2- Toprağı ve Çevreyi Koruyalım:
Çevreyi korumak aynı zamanda toprağı korumak demektir. Doğal çevremiz toprak ve toprağın üstündeki canlılardan oluşur. Fabrikalar ve üretim tesisleri yasalara uymalı ve atıkları direkt toprağa bırakmak yerine filtre sistemleri kullanmalıdır. Doğrudan toprağa bırakılan kimyasal atıklar hem toprağın hem de üzerindeki canlıların ölmesine neden olur. Tüm insanlara düşen sorumluluklardan biri ağaçlandırma yapmak geliyor. Yaşam alanımıza ağaç fidesi dikerek toprakların çok daha verimli olmasını sağlayabiliriz. Çünkü ağaç sayısının fazla olduğu alanlarda canlılık sayısı artar. Canlılar ise topraktaki organik madde sayısını arttırır.
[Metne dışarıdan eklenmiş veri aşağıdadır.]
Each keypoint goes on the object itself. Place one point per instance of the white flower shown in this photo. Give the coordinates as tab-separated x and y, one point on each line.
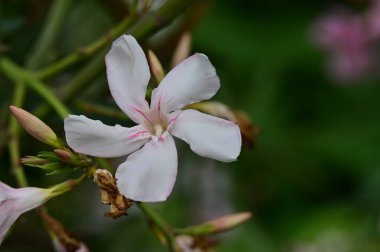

Pil ve plastik şişe gibi atıkları sadece geri dönüşüm kutularına bırakmalıyız. Bu tür atıklar doğada onlarca yıl boyunca kaybolmaz. Ayrıca pilin içindeki kimyasal maddeler böcek türlerini yok eder ve bitkilerde çeşitli hastalıklara yol açar. Çevreye karşı duyarlı olduğumuz takdirde hem kendi adımıza hem de gelecek nesiller adına önemli kazanımlar elde ederiz. Toprağın işlenebilmesi ve tarımsal faaliyetlerin devam etmesi için çarpık kentleşme sorununa da çözüm getirmeliyiz. Kentleşmenin yoğun olduğu bölgelerde hava kirliliği yüksek seviyelerdedir. Bunun en büyük nedeni yeşil alanların azlığıdır. Ağaçlar için daha fazla yer ayırarak çevre sorunlarının azalmasına katkı sağlayabiliriz.